The Raman spectral data region includes the area typically to include a surrounding region of a wound, anticipated wound or region receiving a trauma. Determination of traumatized tissue or mapping of the area following detection of ossification can be noninvasive and comprise comparing Raman spectra associated with other tissue verses spectra associated with HO. For example, as discussed above, the intensity of the band at 1340 cm⁻¹ is decreased in the spectra of the HO tissue compared to uninjured muscle tissue.

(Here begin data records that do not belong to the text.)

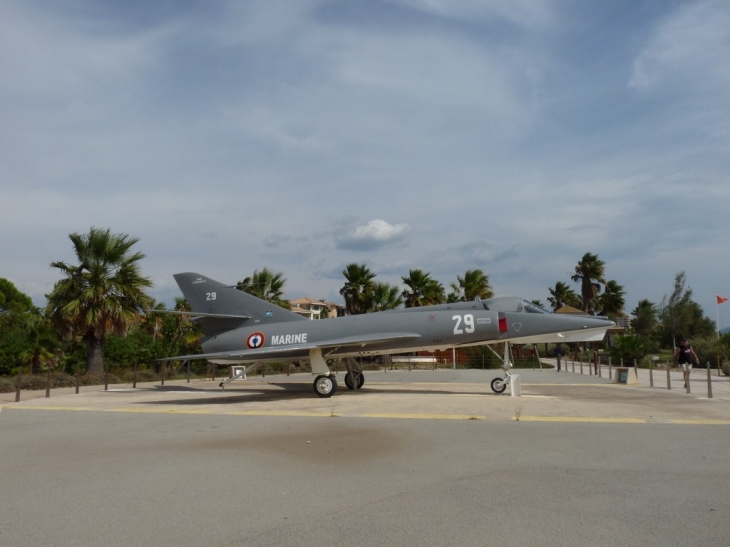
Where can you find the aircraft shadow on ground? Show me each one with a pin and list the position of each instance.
(287, 392)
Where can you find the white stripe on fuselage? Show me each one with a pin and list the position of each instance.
(284, 339)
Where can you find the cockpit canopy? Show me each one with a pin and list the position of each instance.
(511, 304)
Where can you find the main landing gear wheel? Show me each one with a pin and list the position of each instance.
(499, 385)
(350, 384)
(325, 386)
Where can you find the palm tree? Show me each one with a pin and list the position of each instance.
(589, 273)
(266, 285)
(357, 288)
(612, 300)
(474, 284)
(384, 296)
(422, 290)
(645, 319)
(562, 295)
(103, 294)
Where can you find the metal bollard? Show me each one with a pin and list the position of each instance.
(610, 369)
(651, 374)
(669, 379)
(709, 381)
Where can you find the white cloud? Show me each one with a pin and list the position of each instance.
(376, 233)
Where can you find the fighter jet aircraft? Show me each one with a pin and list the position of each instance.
(240, 328)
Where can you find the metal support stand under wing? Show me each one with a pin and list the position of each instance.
(354, 379)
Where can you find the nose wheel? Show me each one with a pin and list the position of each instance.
(499, 385)
(325, 386)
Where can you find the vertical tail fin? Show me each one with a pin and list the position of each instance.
(207, 296)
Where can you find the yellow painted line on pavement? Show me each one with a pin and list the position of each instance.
(282, 413)
(423, 416)
(579, 419)
(702, 422)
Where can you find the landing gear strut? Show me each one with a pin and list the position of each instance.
(354, 379)
(500, 384)
(360, 380)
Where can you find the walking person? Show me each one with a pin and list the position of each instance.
(685, 358)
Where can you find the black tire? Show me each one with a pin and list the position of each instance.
(325, 386)
(350, 384)
(499, 385)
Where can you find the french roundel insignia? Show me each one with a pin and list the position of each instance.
(255, 340)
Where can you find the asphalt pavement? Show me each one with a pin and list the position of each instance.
(421, 457)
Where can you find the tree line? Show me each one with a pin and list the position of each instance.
(100, 313)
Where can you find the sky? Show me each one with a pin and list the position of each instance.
(512, 136)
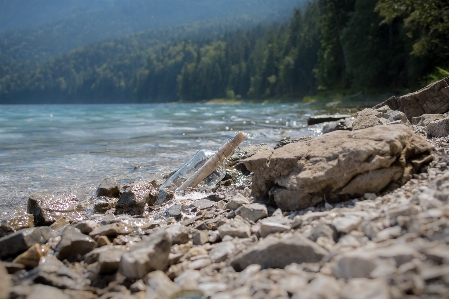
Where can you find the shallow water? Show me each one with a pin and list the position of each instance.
(71, 148)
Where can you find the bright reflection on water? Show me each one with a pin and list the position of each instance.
(71, 148)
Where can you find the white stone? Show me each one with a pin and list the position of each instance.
(346, 224)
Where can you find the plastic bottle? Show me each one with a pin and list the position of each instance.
(183, 173)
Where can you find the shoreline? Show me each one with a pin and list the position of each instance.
(389, 240)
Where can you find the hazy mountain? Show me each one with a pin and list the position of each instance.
(46, 28)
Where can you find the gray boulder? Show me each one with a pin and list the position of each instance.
(20, 241)
(133, 200)
(338, 165)
(237, 201)
(252, 212)
(161, 285)
(222, 251)
(368, 118)
(113, 229)
(108, 187)
(5, 284)
(74, 244)
(432, 99)
(236, 228)
(87, 226)
(53, 272)
(149, 255)
(6, 229)
(178, 234)
(273, 252)
(426, 119)
(109, 259)
(439, 128)
(47, 208)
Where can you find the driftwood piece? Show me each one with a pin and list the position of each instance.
(214, 162)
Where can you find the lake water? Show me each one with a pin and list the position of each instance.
(71, 148)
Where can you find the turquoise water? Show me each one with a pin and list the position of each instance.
(71, 148)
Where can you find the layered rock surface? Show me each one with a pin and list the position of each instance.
(338, 165)
(432, 99)
(391, 243)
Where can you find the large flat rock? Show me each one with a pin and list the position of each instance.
(338, 166)
(273, 252)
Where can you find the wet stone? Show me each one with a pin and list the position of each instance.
(103, 204)
(149, 255)
(20, 241)
(21, 221)
(47, 208)
(113, 229)
(74, 244)
(60, 224)
(134, 199)
(109, 188)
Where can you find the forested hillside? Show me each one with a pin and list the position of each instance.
(73, 24)
(328, 45)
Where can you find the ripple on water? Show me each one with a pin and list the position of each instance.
(71, 148)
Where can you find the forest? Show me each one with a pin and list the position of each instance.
(326, 46)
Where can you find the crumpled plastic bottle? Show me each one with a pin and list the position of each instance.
(188, 169)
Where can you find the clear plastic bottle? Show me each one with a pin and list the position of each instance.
(188, 169)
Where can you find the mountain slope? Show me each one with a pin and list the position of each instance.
(84, 23)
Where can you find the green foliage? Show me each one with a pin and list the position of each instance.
(328, 46)
(427, 22)
(437, 75)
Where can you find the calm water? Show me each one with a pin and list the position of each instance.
(71, 148)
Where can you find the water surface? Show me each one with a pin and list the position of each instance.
(71, 148)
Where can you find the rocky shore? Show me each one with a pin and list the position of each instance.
(360, 212)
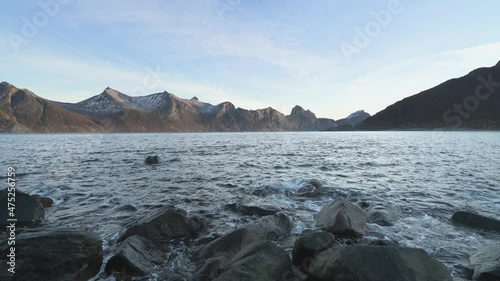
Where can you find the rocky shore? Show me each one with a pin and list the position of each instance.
(263, 249)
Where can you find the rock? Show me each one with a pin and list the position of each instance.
(486, 263)
(254, 210)
(56, 255)
(475, 221)
(152, 160)
(342, 218)
(376, 263)
(135, 257)
(27, 209)
(308, 245)
(163, 225)
(266, 228)
(383, 214)
(261, 260)
(310, 189)
(45, 201)
(213, 257)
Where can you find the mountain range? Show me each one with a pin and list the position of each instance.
(112, 111)
(468, 102)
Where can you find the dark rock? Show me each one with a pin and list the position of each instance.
(27, 209)
(475, 221)
(486, 263)
(166, 224)
(308, 245)
(126, 208)
(152, 160)
(254, 210)
(45, 201)
(266, 228)
(135, 257)
(342, 218)
(214, 257)
(261, 260)
(376, 263)
(310, 189)
(383, 214)
(57, 255)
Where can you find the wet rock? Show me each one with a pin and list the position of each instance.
(486, 263)
(45, 201)
(152, 160)
(266, 228)
(311, 188)
(56, 255)
(342, 218)
(254, 210)
(126, 208)
(27, 209)
(308, 245)
(475, 221)
(163, 225)
(383, 214)
(213, 257)
(261, 260)
(377, 263)
(136, 257)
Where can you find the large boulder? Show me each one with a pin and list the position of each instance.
(342, 218)
(136, 257)
(310, 188)
(266, 228)
(308, 245)
(486, 263)
(475, 221)
(57, 255)
(214, 257)
(163, 225)
(383, 214)
(251, 209)
(376, 263)
(27, 209)
(261, 260)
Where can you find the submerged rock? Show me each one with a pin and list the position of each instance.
(254, 210)
(377, 263)
(342, 218)
(475, 221)
(166, 224)
(45, 201)
(152, 160)
(308, 245)
(135, 257)
(486, 263)
(214, 257)
(27, 209)
(383, 214)
(261, 260)
(57, 255)
(311, 188)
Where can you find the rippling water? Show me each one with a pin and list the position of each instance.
(426, 175)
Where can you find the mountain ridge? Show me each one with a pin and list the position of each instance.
(113, 111)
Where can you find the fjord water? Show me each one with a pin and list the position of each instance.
(426, 175)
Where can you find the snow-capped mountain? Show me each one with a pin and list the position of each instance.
(113, 111)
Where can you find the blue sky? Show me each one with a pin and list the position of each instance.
(254, 53)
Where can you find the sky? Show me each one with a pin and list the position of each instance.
(330, 56)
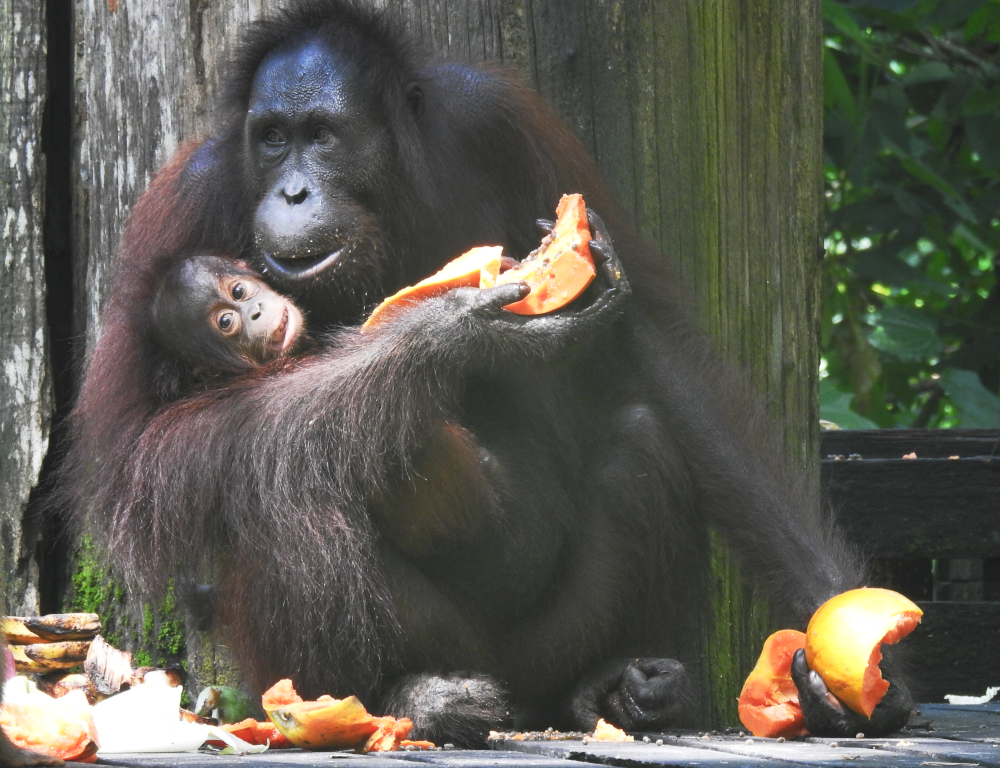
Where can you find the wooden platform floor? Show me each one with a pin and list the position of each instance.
(939, 735)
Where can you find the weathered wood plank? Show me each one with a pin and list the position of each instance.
(917, 507)
(896, 443)
(25, 386)
(966, 723)
(741, 750)
(954, 650)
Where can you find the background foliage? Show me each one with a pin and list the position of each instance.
(911, 331)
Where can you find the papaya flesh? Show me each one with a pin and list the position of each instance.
(476, 268)
(256, 732)
(769, 702)
(60, 727)
(560, 268)
(844, 640)
(329, 723)
(556, 272)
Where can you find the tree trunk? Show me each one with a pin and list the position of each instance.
(25, 388)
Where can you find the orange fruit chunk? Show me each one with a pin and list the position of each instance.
(844, 640)
(255, 732)
(59, 727)
(604, 731)
(390, 734)
(330, 723)
(282, 692)
(476, 268)
(769, 702)
(561, 267)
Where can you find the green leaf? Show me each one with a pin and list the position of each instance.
(977, 406)
(889, 120)
(905, 333)
(982, 101)
(836, 91)
(835, 406)
(953, 12)
(983, 132)
(927, 72)
(841, 19)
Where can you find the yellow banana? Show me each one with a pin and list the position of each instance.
(15, 633)
(25, 665)
(58, 655)
(65, 626)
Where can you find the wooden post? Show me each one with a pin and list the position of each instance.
(25, 385)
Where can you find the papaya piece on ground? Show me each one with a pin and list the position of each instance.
(769, 702)
(60, 727)
(844, 641)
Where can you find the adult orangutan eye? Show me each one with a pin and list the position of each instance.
(322, 135)
(273, 137)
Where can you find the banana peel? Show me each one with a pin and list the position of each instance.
(64, 626)
(61, 655)
(16, 633)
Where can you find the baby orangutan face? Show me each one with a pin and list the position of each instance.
(220, 318)
(249, 317)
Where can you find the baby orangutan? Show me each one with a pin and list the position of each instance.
(216, 317)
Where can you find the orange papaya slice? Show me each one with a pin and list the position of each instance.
(769, 702)
(844, 641)
(561, 267)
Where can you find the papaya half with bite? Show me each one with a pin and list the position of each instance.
(556, 272)
(560, 268)
(476, 268)
(769, 702)
(330, 723)
(844, 641)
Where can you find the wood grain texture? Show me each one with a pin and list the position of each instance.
(25, 385)
(918, 507)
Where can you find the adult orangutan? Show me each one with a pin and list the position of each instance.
(525, 499)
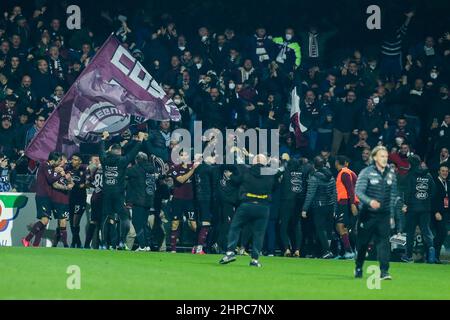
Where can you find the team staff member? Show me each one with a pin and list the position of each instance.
(48, 173)
(420, 189)
(77, 197)
(255, 194)
(95, 180)
(203, 176)
(347, 203)
(60, 201)
(228, 194)
(293, 193)
(440, 209)
(183, 197)
(141, 185)
(376, 189)
(321, 199)
(114, 169)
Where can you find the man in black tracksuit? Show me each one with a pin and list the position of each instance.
(376, 189)
(293, 193)
(420, 189)
(321, 198)
(228, 195)
(141, 186)
(255, 194)
(441, 208)
(114, 170)
(203, 189)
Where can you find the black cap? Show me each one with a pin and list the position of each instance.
(6, 117)
(11, 97)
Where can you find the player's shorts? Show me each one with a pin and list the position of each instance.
(183, 208)
(77, 207)
(44, 207)
(114, 206)
(204, 210)
(344, 215)
(96, 209)
(60, 211)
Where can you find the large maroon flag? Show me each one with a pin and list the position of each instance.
(113, 88)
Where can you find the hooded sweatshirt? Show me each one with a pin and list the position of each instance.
(321, 190)
(141, 185)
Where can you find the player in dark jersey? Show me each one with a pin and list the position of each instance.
(203, 196)
(77, 197)
(183, 197)
(59, 197)
(114, 171)
(47, 174)
(95, 180)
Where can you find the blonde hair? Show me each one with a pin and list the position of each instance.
(376, 150)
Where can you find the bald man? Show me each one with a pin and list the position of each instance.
(255, 190)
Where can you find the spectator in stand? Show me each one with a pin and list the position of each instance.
(344, 118)
(362, 162)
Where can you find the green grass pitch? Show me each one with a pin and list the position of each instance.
(41, 273)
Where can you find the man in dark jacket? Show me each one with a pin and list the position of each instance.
(293, 193)
(140, 193)
(203, 176)
(321, 198)
(419, 192)
(255, 191)
(228, 197)
(376, 189)
(440, 208)
(114, 171)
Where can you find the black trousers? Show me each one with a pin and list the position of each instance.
(378, 227)
(226, 216)
(323, 222)
(421, 219)
(255, 216)
(140, 219)
(290, 224)
(440, 233)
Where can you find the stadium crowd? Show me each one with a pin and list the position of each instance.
(396, 97)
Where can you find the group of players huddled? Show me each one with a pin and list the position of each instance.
(233, 204)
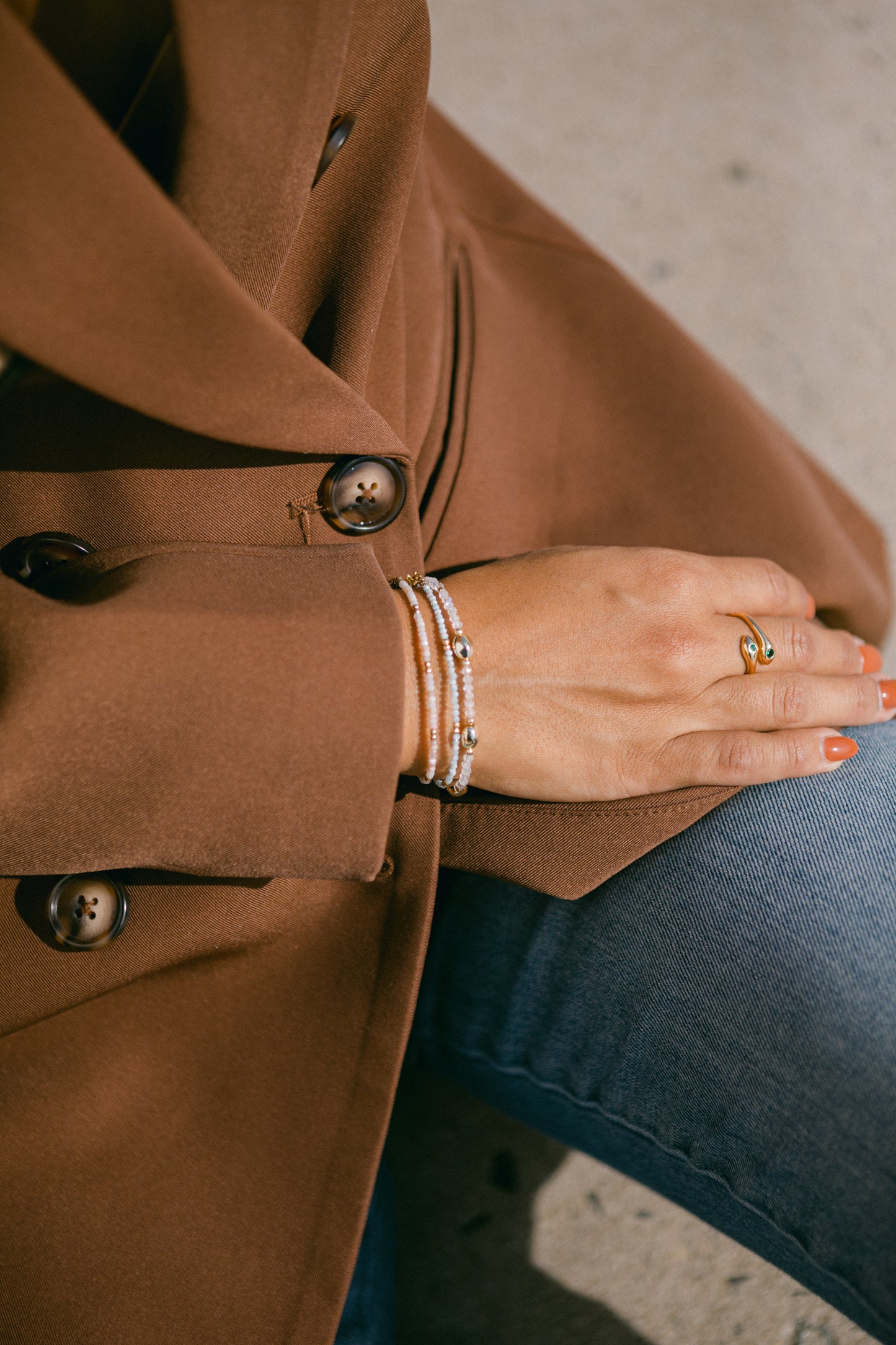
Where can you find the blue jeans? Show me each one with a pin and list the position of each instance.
(717, 1021)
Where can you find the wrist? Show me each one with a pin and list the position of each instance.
(412, 752)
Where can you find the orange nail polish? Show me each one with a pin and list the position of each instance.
(889, 694)
(872, 658)
(840, 749)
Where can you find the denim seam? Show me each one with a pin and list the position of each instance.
(673, 1153)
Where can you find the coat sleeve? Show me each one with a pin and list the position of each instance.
(207, 709)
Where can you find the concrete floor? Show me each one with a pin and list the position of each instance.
(738, 159)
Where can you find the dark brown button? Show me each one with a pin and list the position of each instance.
(11, 366)
(87, 909)
(363, 494)
(339, 132)
(29, 558)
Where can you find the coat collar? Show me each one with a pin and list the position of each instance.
(104, 280)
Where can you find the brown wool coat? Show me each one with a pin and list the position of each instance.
(191, 1117)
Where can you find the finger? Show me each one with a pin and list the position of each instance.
(739, 584)
(797, 701)
(800, 646)
(743, 757)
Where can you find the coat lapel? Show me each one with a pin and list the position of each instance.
(104, 280)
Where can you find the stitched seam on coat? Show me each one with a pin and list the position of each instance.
(524, 809)
(675, 1153)
(524, 237)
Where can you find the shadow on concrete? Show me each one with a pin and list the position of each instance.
(465, 1180)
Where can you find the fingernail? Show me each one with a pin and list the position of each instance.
(872, 658)
(838, 749)
(887, 694)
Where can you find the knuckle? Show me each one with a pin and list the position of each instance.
(798, 643)
(778, 583)
(790, 702)
(679, 651)
(676, 574)
(867, 697)
(851, 654)
(739, 756)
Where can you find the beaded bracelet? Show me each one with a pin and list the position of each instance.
(458, 779)
(457, 695)
(429, 708)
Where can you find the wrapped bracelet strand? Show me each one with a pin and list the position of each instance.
(429, 701)
(450, 685)
(456, 701)
(463, 651)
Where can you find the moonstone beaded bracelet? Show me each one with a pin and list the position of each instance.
(429, 701)
(457, 702)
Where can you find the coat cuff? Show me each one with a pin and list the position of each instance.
(208, 709)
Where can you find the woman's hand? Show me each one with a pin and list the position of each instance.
(603, 673)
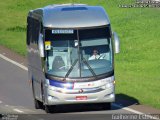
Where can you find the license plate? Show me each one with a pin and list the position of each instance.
(81, 97)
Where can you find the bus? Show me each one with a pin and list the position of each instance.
(71, 55)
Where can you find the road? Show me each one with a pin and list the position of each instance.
(16, 98)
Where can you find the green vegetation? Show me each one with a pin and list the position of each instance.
(138, 64)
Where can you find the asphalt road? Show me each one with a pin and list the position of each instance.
(16, 98)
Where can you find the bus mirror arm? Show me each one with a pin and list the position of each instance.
(116, 42)
(41, 45)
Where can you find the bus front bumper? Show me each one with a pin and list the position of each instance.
(57, 98)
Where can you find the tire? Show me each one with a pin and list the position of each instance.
(48, 108)
(106, 106)
(37, 104)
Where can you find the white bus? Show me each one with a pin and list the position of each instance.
(71, 56)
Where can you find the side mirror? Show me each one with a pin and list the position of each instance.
(41, 45)
(116, 42)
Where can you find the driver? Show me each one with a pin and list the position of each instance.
(94, 55)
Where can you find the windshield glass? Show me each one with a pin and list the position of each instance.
(78, 53)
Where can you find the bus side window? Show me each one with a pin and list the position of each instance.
(29, 30)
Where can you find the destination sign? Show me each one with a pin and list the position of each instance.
(62, 31)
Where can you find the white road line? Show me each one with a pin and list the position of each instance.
(17, 110)
(13, 62)
(115, 105)
(134, 111)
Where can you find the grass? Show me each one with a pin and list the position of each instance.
(138, 64)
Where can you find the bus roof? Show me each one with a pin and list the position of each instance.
(72, 16)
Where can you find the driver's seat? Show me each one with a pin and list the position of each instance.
(57, 63)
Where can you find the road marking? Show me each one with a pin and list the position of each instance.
(113, 104)
(17, 110)
(13, 62)
(134, 111)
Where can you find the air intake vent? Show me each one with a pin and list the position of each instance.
(74, 8)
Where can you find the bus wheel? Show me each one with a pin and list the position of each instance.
(37, 104)
(47, 108)
(106, 106)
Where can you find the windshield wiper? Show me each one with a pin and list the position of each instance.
(92, 71)
(70, 70)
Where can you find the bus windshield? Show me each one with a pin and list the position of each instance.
(78, 53)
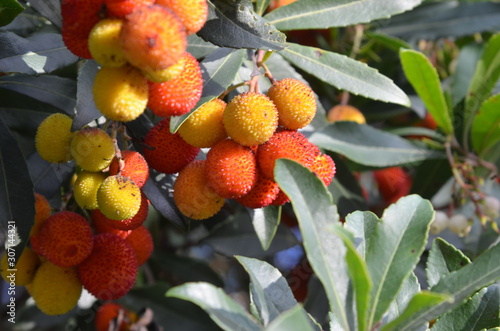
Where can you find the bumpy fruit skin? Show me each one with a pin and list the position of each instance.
(165, 151)
(286, 144)
(104, 43)
(263, 193)
(92, 148)
(345, 113)
(119, 198)
(109, 272)
(120, 94)
(193, 196)
(121, 8)
(42, 213)
(56, 289)
(65, 239)
(142, 243)
(250, 118)
(127, 224)
(295, 102)
(85, 189)
(26, 266)
(179, 95)
(192, 13)
(134, 166)
(204, 127)
(53, 138)
(78, 19)
(231, 169)
(153, 37)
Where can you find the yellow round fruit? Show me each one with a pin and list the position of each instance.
(85, 189)
(53, 138)
(93, 149)
(55, 289)
(345, 113)
(104, 43)
(250, 118)
(120, 94)
(119, 198)
(24, 270)
(204, 127)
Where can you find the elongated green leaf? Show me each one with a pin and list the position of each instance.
(269, 289)
(322, 14)
(460, 285)
(425, 80)
(345, 73)
(235, 24)
(17, 200)
(37, 54)
(369, 146)
(360, 277)
(434, 20)
(362, 224)
(395, 248)
(486, 125)
(443, 259)
(218, 69)
(485, 77)
(293, 319)
(9, 9)
(482, 311)
(422, 300)
(54, 90)
(226, 312)
(326, 252)
(265, 222)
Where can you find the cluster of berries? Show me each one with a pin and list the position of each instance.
(245, 137)
(141, 48)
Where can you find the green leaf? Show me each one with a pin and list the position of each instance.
(345, 73)
(219, 70)
(226, 312)
(460, 285)
(443, 259)
(485, 77)
(425, 80)
(433, 20)
(322, 14)
(268, 288)
(367, 145)
(479, 313)
(362, 225)
(293, 319)
(485, 130)
(316, 213)
(54, 90)
(38, 54)
(234, 24)
(358, 271)
(422, 300)
(9, 9)
(265, 222)
(395, 248)
(17, 200)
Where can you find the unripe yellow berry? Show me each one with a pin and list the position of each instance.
(92, 148)
(120, 94)
(25, 267)
(53, 138)
(119, 198)
(86, 186)
(204, 128)
(55, 289)
(250, 118)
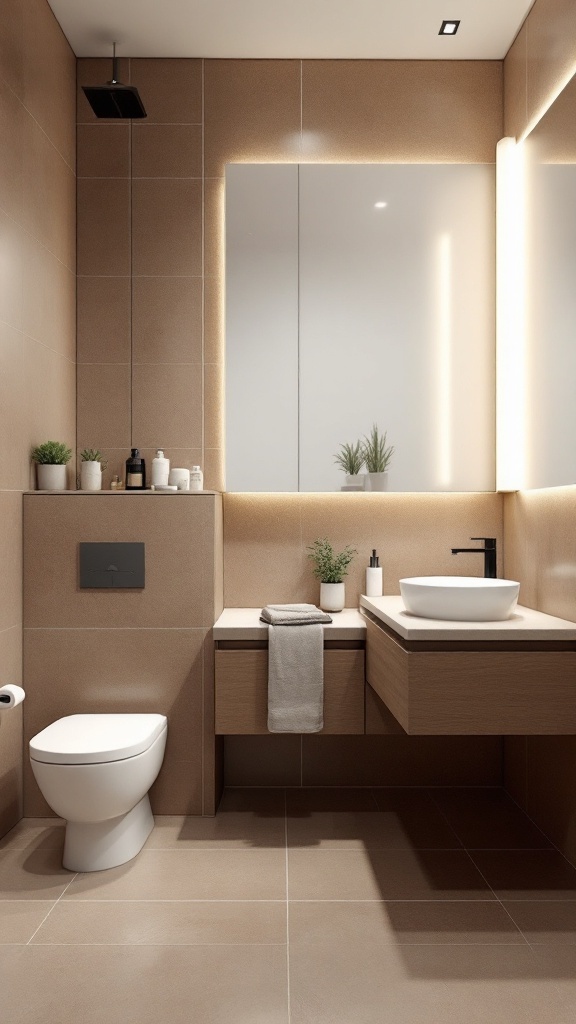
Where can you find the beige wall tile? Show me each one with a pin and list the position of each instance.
(175, 577)
(167, 320)
(251, 112)
(104, 401)
(104, 320)
(104, 226)
(516, 98)
(167, 404)
(167, 226)
(170, 89)
(166, 151)
(423, 110)
(104, 151)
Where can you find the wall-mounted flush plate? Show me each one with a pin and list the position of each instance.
(112, 565)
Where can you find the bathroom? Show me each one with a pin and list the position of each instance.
(101, 346)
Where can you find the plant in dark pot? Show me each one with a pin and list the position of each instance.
(51, 459)
(330, 567)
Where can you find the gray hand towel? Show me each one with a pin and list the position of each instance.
(295, 667)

Therefore, an embodiment of the method comprises, in part, determination of the area under Raman bands 1660 cm⁻¹, 1445 cm⁻¹, 1680 cm⁻¹, 1445 cm⁻¹, 1640 cm⁻¹, 1240 cm⁻¹, 1270 cm⁻¹ and 1340 cm⁻¹. The ratios: 1660/1445 cm⁻¹, 1680/1445 cm⁻¹, 1640/1445 cm⁻¹, 1240/1270 cm⁻¹, and 1340/1270 cm⁻¹ are then determined for monitoring of HO. Additionally, identification of HO areas are identified by measurement and assessment of the area under vibrational bands at 1070, 960, and 591 cm⁻¹ since these are indicative of mineralization of the tissue by addition of carbonated apatite, are added to the assessment, especially early in the mapping of the HO region. It is also possible to calculate band area ratios using the 1003 cm⁻¹ (or 855+875 cm⁻¹) band, instead of the 1445 cm⁻¹ band. Additionally, the intensities of other bands can be included in the evaluation, including at 921 cm⁻¹, 876 cm⁻¹ and 855 cm⁻¹, which are more intense in HO tissue than in uninjured muscle, are evaluated as well, especially in mapping the tissue trauma region. These bands are v_(CC) stretching backbone modes, assigned to proline and hydroxyproline in collagen.

In one embodiment, data can be collected using invasive techniques wherein biopsy samples are collected. A typical punch biopsy is approximately 140 mm³. In another embodiment, Raman band data can be collected via non-invasive means, such as via a fiber optic probe-coupled system. In this embodiment, tissue volume of approximately 60 mm³, or greater, can be evaluated by Raman spectroscopy.

Obviously, many modifications and variations of the present invention are possible in light of the above teachings. It is therefore to be understood that, within the scope of the appended claims, the invention may be practiced otherwise than as specifically described.